VICENTE Não me façais descortês, nem queirais ser tão garrida. MONECA Pola vossa negra vida! Olhade como é cortês ! Oh, que lhe saia má saída. MATEUS Giralda, eu achar-vos-ei dous pares de passarinhos? GIRALDA Irei por eles aos ninhos, entonces os venderei. Comereis vós estorninhos? MATEUS Respondeis como mulher muito de sua vontade. GIRALDA Pois digo-vo-la verdade: pássaros hei-de vender? Olhai aquela piedade!

VICENTE Senhora minha Juliana peço-vos que me faleis discreta palenciana, e dizei-me que vendeis. JULIANA Vendo favas de Viana. VICENTE Tendes alguns laparinhos? JULIANA Sim, de porca. VICENTE Nem coelhos? JULIANA Quereis comprar dous francelhos, pera caçardes ratinhos? JULIANA Quero, polos Evangelhos!

MATEUS Vós, Tesaura, minha estrela, não viríeis cá em vão. TESAURA Pois si, vossa estrela vos er'ela: como aquilo é de rascão! MATEUS Mas como isso é de donzela! Porém vá já como vai, e casemo-nos, senhora. TESAURA Pois casai co'ele, casai, Casar, ma ora, meu ai, casar, má hora.

MATEUS Porém trazeis algum pato? TESAURA E quanto dareis por ele? Hui, e ele revolve o fato: olho mau se meta nele. MATEUS Não trazeis vós o qu'eu cato. VICENTE Merenciana deve ter neste cesto algum cabrito. Não m'haveis de revolver MERENCIANA senão, pardeus, que dê grito tamanho, que haveis de ver.

VICENTE Eu hei-de ver que trazeis. MERENCIANA se vós no cesto bulis. . . VICENTE Senhora, que me fareis? MERENCIANA Um aqui-d'el-rei, ouvis? Não sejais vós descortês. VICENTE Não quero senão amores, pois vosso, senhora, sou. MERENCIANA Amores de vosso avô, o da ilha dos Açores. Andar aramá vós só.

MATEUS Vamo-nos daqui, Vicente. VICENTE Bofá vamos. MATEUS Nunca vi tal feira. VICENTE Vamos comprar à Ribeira, que anda lá cousa mais quente.

Vão-se os compradores, e diz o Serafim às moças:

SERAFIM Vós outras quereis comprar das virtudes? Senhor, não.

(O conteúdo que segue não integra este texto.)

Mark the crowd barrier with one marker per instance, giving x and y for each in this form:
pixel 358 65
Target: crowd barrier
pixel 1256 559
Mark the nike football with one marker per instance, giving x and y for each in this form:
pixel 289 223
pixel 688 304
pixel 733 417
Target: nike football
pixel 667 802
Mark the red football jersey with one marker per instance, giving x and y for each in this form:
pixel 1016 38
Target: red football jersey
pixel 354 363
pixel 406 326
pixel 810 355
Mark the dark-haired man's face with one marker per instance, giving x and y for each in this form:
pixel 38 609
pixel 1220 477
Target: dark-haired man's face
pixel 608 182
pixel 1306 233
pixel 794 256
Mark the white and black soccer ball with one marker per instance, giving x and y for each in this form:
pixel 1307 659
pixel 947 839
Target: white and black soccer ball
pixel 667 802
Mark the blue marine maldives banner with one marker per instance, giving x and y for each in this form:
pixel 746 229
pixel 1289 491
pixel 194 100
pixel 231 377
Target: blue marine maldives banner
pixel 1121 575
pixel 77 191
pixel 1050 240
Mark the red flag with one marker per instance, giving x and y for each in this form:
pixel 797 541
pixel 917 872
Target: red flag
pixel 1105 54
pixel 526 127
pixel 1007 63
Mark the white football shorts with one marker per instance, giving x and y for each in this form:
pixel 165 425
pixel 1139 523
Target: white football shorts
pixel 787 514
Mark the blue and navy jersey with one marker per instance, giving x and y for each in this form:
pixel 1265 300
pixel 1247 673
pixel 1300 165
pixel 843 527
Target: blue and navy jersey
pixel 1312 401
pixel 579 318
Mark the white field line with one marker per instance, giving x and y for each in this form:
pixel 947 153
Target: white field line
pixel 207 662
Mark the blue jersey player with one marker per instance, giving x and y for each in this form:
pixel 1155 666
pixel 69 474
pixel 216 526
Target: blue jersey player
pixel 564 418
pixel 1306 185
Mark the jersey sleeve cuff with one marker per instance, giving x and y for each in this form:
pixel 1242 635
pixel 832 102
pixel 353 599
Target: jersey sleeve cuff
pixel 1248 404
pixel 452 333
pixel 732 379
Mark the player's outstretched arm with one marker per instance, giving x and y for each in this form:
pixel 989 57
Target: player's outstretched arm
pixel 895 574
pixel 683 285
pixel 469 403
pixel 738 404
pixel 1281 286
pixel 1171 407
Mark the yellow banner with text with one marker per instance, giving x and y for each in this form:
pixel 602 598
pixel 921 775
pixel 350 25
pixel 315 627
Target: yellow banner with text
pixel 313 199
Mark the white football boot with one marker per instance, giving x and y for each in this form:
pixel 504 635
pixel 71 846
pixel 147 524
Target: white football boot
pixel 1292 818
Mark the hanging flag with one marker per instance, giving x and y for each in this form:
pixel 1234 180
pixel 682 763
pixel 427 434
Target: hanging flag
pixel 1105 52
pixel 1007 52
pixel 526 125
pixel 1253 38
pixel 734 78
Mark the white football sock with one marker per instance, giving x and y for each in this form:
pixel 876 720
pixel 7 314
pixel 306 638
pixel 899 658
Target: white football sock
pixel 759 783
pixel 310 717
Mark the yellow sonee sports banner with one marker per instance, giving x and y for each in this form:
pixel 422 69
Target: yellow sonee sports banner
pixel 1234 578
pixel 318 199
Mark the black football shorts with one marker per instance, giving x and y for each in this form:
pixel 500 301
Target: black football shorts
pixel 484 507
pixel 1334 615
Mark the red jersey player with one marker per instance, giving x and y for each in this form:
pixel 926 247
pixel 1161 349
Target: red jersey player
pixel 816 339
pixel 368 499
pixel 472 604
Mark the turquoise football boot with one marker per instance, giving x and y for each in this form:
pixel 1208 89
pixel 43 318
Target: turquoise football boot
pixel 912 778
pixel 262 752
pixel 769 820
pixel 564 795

SERAFIM Saibamos por que rezão. DOROTEIA Porque no nosso lugar não dão por virtudes pão. Nem casar não vejo eu por virtudes a ninguém. Quem tiver muito de seu, e tão bons olhos com'eu sem isso casará bem.

SERAFIM Pois porque viestes ora cansar à feira de pé?

TEODORA Porque nos dizem que é feira de Nossa Senhora: e vedes aqui porquê. E as graças que dizeis que tendes aqui na praça, se vós outros as vendeis, a Virgem as dá de graça aos bons, como sabeis.

E porque a graça e alegria, a madre da consolação deu ao mundo neste dia, nós vimos com devação a cantar-lhe úa folia. E pois que já descansámos assi em boa maneira, moças, assi como estamos, demos fim a esta feira, primeiro que nos partamos.

Alevantam-se todas, e ordenadas em folia cantaram a cantiga seguinte, com que se despediram.

Cantiga.

I CORO «Blanca estais colorada, «Virgem sagrada. «Em Belém vila do amor «da rosa nasceu a flor: «Virgem sagrada.»

II CORO «Em Belém vila do amor «nasceu a rosa do rosal: «Virgem sagrada.»

I CORO «Da rosa nasceu a flor: «pera nosso Salvador: «Virgem sagrada.»

II CORO «Nasceu a rosa do rosal, «Deus e homem natural: «Virgem sagrada.»